When the upstream API drifts

Both Play and Apple endpoints are reverse-engineered. They occasionally change shape without notice.

If you see any of these, read references/repairing-scrapers.md before assuming a skill bug:

A fetch error ending with See references/repairing-scrapers.md
health: summary in fetch's stderr showing a key field at near-zero non-null count (e.g. content=0/100 after a non-trivial fetch)
evaluate output that looks structurally wrong (e.g. rating all null, content mostly empty)

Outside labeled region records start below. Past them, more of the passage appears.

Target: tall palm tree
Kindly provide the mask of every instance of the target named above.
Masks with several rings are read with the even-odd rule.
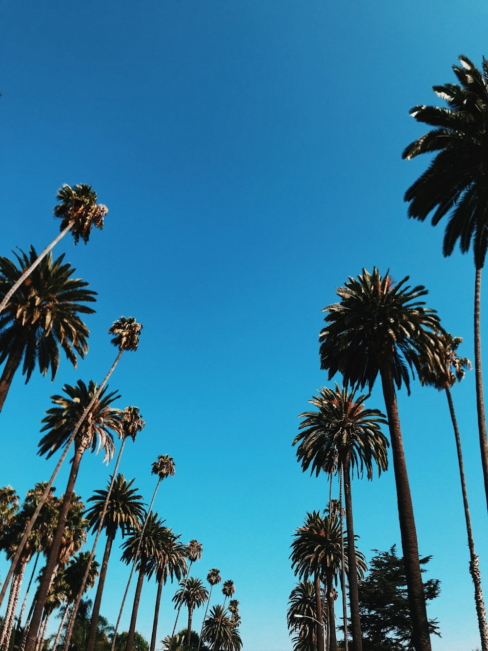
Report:
[[[480,302],[481,270],[488,247],[488,160],[485,156],[488,119],[488,62],[483,72],[467,57],[452,66],[459,83],[433,87],[448,107],[414,106],[410,114],[433,128],[408,145],[403,158],[411,159],[433,152],[427,169],[405,193],[409,217],[424,221],[433,213],[435,226],[448,215],[442,245],[450,255],[459,240],[463,253],[472,242],[476,267],[474,283],[474,366],[476,406],[485,493],[488,507],[488,441],[483,395]]]
[[[115,476],[118,469],[118,465],[120,463],[120,458],[122,456],[122,453],[124,451],[124,447],[126,445],[126,441],[128,437],[130,437],[133,441],[135,441],[135,437],[139,432],[143,430],[145,426],[145,422],[142,420],[142,418],[139,413],[139,410],[137,407],[126,407],[124,411],[124,415],[122,417],[122,420],[121,422],[122,430],[122,445],[120,446],[120,450],[118,452],[118,456],[117,457],[117,461],[115,464],[115,467],[114,468],[114,471],[112,475],[112,480],[109,486],[109,490],[107,492],[107,495],[105,499],[105,503],[103,505],[103,508],[102,509],[102,514],[100,517],[98,521],[98,526],[97,528],[96,534],[95,535],[95,540],[93,542],[93,547],[92,548],[92,553],[90,556],[90,559],[87,564],[87,568],[85,574],[85,577],[81,582],[80,586],[79,592],[77,597],[76,598],[75,602],[73,605],[73,609],[72,611],[71,616],[70,617],[70,623],[68,626],[68,631],[66,635],[66,638],[64,640],[64,651],[68,651],[68,648],[70,644],[70,640],[71,639],[71,633],[73,630],[73,627],[74,626],[75,620],[76,619],[76,613],[78,611],[78,607],[79,603],[81,600],[81,597],[85,592],[85,586],[88,580],[88,575],[90,574],[90,568],[91,565],[91,562],[95,557],[95,550],[96,549],[96,545],[98,542],[98,538],[102,531],[102,528],[103,526],[103,520],[105,519],[105,513],[107,512],[107,508],[108,506],[109,500],[110,499],[110,494],[112,492],[113,488],[114,482],[115,481]],[[97,613],[97,616],[98,613]],[[93,611],[92,611],[92,617],[93,616]]]
[[[175,593],[172,601],[175,603],[180,602],[185,603],[188,608],[186,646],[189,646],[193,610],[203,605],[208,598],[208,590],[202,583],[201,579],[195,579],[192,576],[189,577],[187,581],[182,581],[180,585],[180,589]]]
[[[456,352],[457,349],[463,339],[460,337],[453,337],[448,333],[439,334],[438,345],[439,354],[439,363],[434,367],[426,365],[423,369],[424,383],[434,387],[439,391],[445,391],[447,396],[449,412],[454,430],[454,436],[456,442],[457,452],[457,464],[459,467],[461,478],[461,488],[463,493],[463,503],[466,520],[466,529],[468,534],[468,547],[469,548],[470,564],[469,571],[474,584],[474,600],[478,614],[480,635],[481,641],[482,651],[488,651],[488,626],[486,621],[486,611],[483,600],[481,590],[481,575],[478,557],[474,550],[474,540],[473,538],[471,518],[469,513],[468,503],[468,492],[466,488],[466,477],[465,476],[464,463],[463,462],[463,452],[461,447],[461,437],[457,426],[454,404],[451,395],[451,388],[456,383],[460,381],[465,376],[465,369],[471,368],[471,363],[467,357],[460,357]]]
[[[178,542],[180,534],[175,535],[171,529],[167,529],[165,534],[162,536],[161,546],[156,557],[153,559],[156,569],[156,580],[157,581],[157,591],[154,606],[154,619],[152,624],[152,634],[150,651],[154,651],[157,635],[157,622],[159,618],[159,606],[163,586],[168,578],[173,582],[173,578],[176,577],[179,582],[186,570],[187,548],[185,545]]]
[[[148,510],[147,515],[146,516],[146,519],[144,520],[144,524],[142,525],[142,530],[141,533],[140,544],[142,543],[144,536],[144,532],[146,529],[149,518],[151,515],[151,510],[152,509],[152,505],[154,503],[154,500],[156,499],[156,493],[157,492],[157,489],[159,488],[159,484],[165,479],[167,477],[171,477],[174,475],[174,462],[173,461],[173,458],[169,456],[168,454],[159,454],[157,457],[156,461],[154,462],[152,464],[152,467],[151,470],[151,473],[152,475],[157,475],[157,483],[156,484],[156,488],[154,489],[154,492],[152,494],[152,499],[151,500],[151,503],[149,505],[149,509]],[[113,639],[112,640],[112,646],[111,651],[114,651],[115,648],[115,643],[117,639],[117,631],[118,631],[118,626],[120,624],[120,618],[122,617],[122,612],[124,611],[124,607],[126,604],[126,599],[127,598],[127,594],[129,592],[129,588],[131,585],[131,581],[132,581],[132,577],[134,574],[134,570],[135,570],[135,566],[137,562],[137,559],[139,556],[139,551],[134,555],[134,560],[132,563],[132,567],[131,568],[130,574],[129,575],[129,579],[127,581],[127,585],[126,586],[126,591],[124,593],[124,597],[122,598],[122,604],[120,605],[120,609],[118,612],[118,618],[117,618],[117,623],[115,624],[115,630],[114,632]]]
[[[359,618],[357,572],[354,544],[351,478],[355,469],[358,477],[366,469],[368,479],[373,477],[373,463],[379,475],[388,467],[386,449],[388,442],[381,433],[381,424],[387,424],[378,409],[365,409],[367,396],[357,398],[355,391],[323,387],[318,396],[308,402],[317,411],[306,411],[299,418],[305,421],[301,431],[293,439],[298,460],[304,471],[310,468],[318,477],[321,471],[332,473],[338,460],[344,471],[346,514],[347,527],[347,563],[349,569],[349,603],[353,643],[355,651],[362,651],[362,636]],[[343,587],[343,590],[344,590]],[[344,618],[346,625],[347,618]]]
[[[213,606],[205,621],[202,642],[208,642],[219,651],[239,651],[242,641],[239,631],[221,605]]]
[[[88,502],[94,503],[93,506],[87,512],[90,528],[98,529],[100,527],[103,511],[105,510],[103,526],[107,533],[107,542],[93,603],[87,651],[94,651],[95,648],[102,596],[115,535],[119,529],[122,530],[122,536],[125,536],[130,529],[137,529],[139,521],[144,517],[144,503],[141,495],[137,493],[138,489],[132,488],[134,481],[134,479],[131,479],[128,482],[124,475],[119,474],[109,495],[110,486],[106,490],[95,491],[95,494],[88,500]]]
[[[319,337],[321,367],[329,380],[340,372],[346,384],[371,391],[378,374],[391,438],[398,514],[409,603],[416,651],[430,651],[418,545],[407,473],[395,384],[410,387],[410,372],[422,373],[419,355],[435,358],[435,333],[442,329],[434,311],[420,299],[427,292],[406,285],[408,277],[395,283],[387,272],[363,269],[357,279],[349,277],[337,288],[340,302],[324,309],[326,326]]]
[[[205,609],[205,615],[204,615],[204,618],[202,622],[202,628],[200,630],[200,638],[198,639],[198,646],[197,651],[200,651],[200,645],[202,643],[202,634],[203,633],[203,627],[205,624],[205,620],[207,618],[207,613],[208,612],[208,607],[210,604],[210,598],[212,594],[212,590],[214,585],[217,585],[222,581],[222,577],[221,576],[220,572],[217,568],[213,568],[207,574],[207,581],[210,584],[210,591],[208,593],[208,599],[207,600],[207,607]],[[152,650],[153,651],[153,650]]]
[[[0,296],[36,255],[33,247],[29,255],[21,251],[15,255],[18,267],[0,258]],[[5,362],[0,378],[0,411],[23,359],[27,383],[36,363],[43,376],[50,367],[51,378],[55,379],[60,348],[75,368],[75,353],[83,358],[88,351],[89,331],[79,315],[95,311],[86,303],[96,300],[96,292],[87,289],[88,283],[81,279],[71,277],[75,270],[69,263],[63,264],[64,258],[45,258],[0,315],[0,364]]]
[[[137,611],[144,576],[151,573],[152,568],[150,561],[156,559],[159,555],[164,545],[163,539],[168,531],[167,528],[163,527],[163,521],[157,519],[157,512],[150,514],[145,525],[145,527],[142,530],[134,529],[122,544],[124,553],[122,560],[128,564],[136,563],[139,570],[126,651],[132,651]]]
[[[200,543],[198,542],[197,540],[193,538],[190,540],[190,542],[187,545],[187,556],[190,561],[190,564],[188,566],[188,569],[186,572],[186,575],[185,576],[185,586],[186,586],[186,582],[188,581],[188,577],[190,575],[190,571],[191,570],[191,566],[196,561],[199,561],[202,558],[202,552],[203,551],[203,547]],[[174,626],[173,626],[173,631],[171,633],[171,639],[173,639],[174,636],[174,631],[176,630],[176,624],[178,624],[178,617],[180,616],[180,611],[182,609],[182,606],[183,605],[183,600],[180,600],[180,604],[178,607],[178,612],[176,613],[176,618],[174,620]]]
[[[327,605],[322,600],[322,611],[326,612]],[[286,621],[290,632],[297,633],[293,639],[294,651],[315,651],[317,640],[316,627],[312,623],[317,619],[317,605],[315,585],[311,581],[301,581],[295,586],[290,595]],[[319,631],[322,635],[322,631]],[[322,635],[322,639],[323,636]]]
[[[95,402],[99,399],[102,395],[102,392],[103,391],[107,382],[109,381],[109,378],[115,370],[115,367],[118,363],[122,354],[124,351],[126,350],[137,350],[137,346],[139,345],[139,338],[141,333],[141,331],[142,329],[142,326],[141,324],[138,324],[133,317],[130,316],[129,318],[126,318],[125,316],[121,316],[118,321],[114,322],[112,326],[109,329],[109,333],[111,335],[115,335],[115,337],[111,340],[111,343],[114,346],[116,346],[118,348],[118,353],[115,358],[115,361],[110,368],[108,373],[103,378],[102,384],[98,387],[96,391],[92,395],[90,402],[86,406],[85,411],[81,415],[78,419],[78,422],[76,423],[73,432],[71,434],[70,437],[66,442],[64,446],[64,450],[61,454],[59,460],[56,465],[56,467],[54,469],[53,474],[51,475],[51,478],[46,484],[46,489],[42,497],[39,501],[39,503],[37,505],[36,510],[34,512],[31,520],[25,527],[25,531],[24,531],[23,536],[22,536],[22,540],[20,541],[19,546],[17,548],[17,551],[16,552],[16,555],[14,557],[14,559],[12,561],[12,564],[7,574],[5,581],[2,586],[1,590],[0,590],[0,605],[1,605],[2,602],[3,601],[3,598],[5,596],[5,592],[7,590],[7,587],[8,585],[8,582],[12,577],[12,575],[14,573],[14,570],[17,565],[19,558],[20,557],[20,554],[21,553],[23,546],[25,544],[25,542],[27,539],[29,534],[31,533],[32,527],[34,525],[34,523],[39,515],[42,505],[47,499],[49,490],[53,485],[53,482],[56,478],[56,476],[59,471],[61,465],[62,465],[66,455],[68,454],[68,451],[71,447],[71,444],[75,440],[75,437],[78,434],[79,428],[81,427],[82,424],[85,422],[85,419],[88,417],[90,413],[92,408],[95,404]],[[115,638],[114,638],[115,639]]]
[[[47,458],[70,440],[71,433],[84,413],[86,406],[92,402],[93,396],[98,393],[97,386],[92,381],[88,387],[81,380],[78,380],[76,386],[65,385],[63,389],[67,397],[63,395],[53,396],[52,400],[56,406],[47,410],[47,416],[42,421],[44,425],[41,431],[47,433],[39,443],[39,454],[47,454]],[[44,569],[42,581],[39,587],[37,603],[34,609],[26,641],[26,651],[34,651],[42,609],[57,564],[63,530],[81,457],[85,451],[89,448],[94,452],[96,449],[98,452],[103,447],[105,452],[104,460],[107,461],[109,460],[113,454],[112,432],[119,434],[120,432],[122,412],[120,409],[113,409],[110,405],[118,397],[116,391],[106,393],[106,390],[104,389],[94,404],[88,418],[82,423],[75,439],[75,454],[72,462],[71,471],[49,557]]]
[[[68,230],[71,230],[73,234],[75,244],[78,243],[80,238],[86,244],[92,226],[99,229],[103,227],[103,217],[109,211],[103,204],[96,203],[96,193],[91,189],[90,186],[81,183],[71,187],[65,184],[58,190],[56,198],[61,203],[55,206],[54,215],[61,219],[61,232],[40,255],[36,255],[22,270],[23,273],[16,279],[0,303],[0,314],[24,281],[31,275],[33,271]]]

You diagnose and propose a unified diff; you do not apply it. The user applies.

What NOT to do

Do not invent app IDs or product names. Lookup is deterministic via products.json. If a name isn't there, ask the user.
Do not pipe fetch stderr into analysis. It's progress reporting, not data.
Do not re-run evaluate with different --top values to "get more". Set --top once. The selection is deterministic given the inputs.
Do not analyze the raw app_reviews table directly. Always go through evaluate so noise is filtered. (If you really need raw data for a specific deep-dive, fine, but the default path is evaluate-then-analyze.)
Do not auto-retry on PlayGatewayError. Retries trigger more aggressive rate-limiting. Wait.
Do not commit .app-reviews/ to any repo. It's user-private state. The skill auto-writes a .gitignore inside the directory when it detects a git repo, but verify before committing.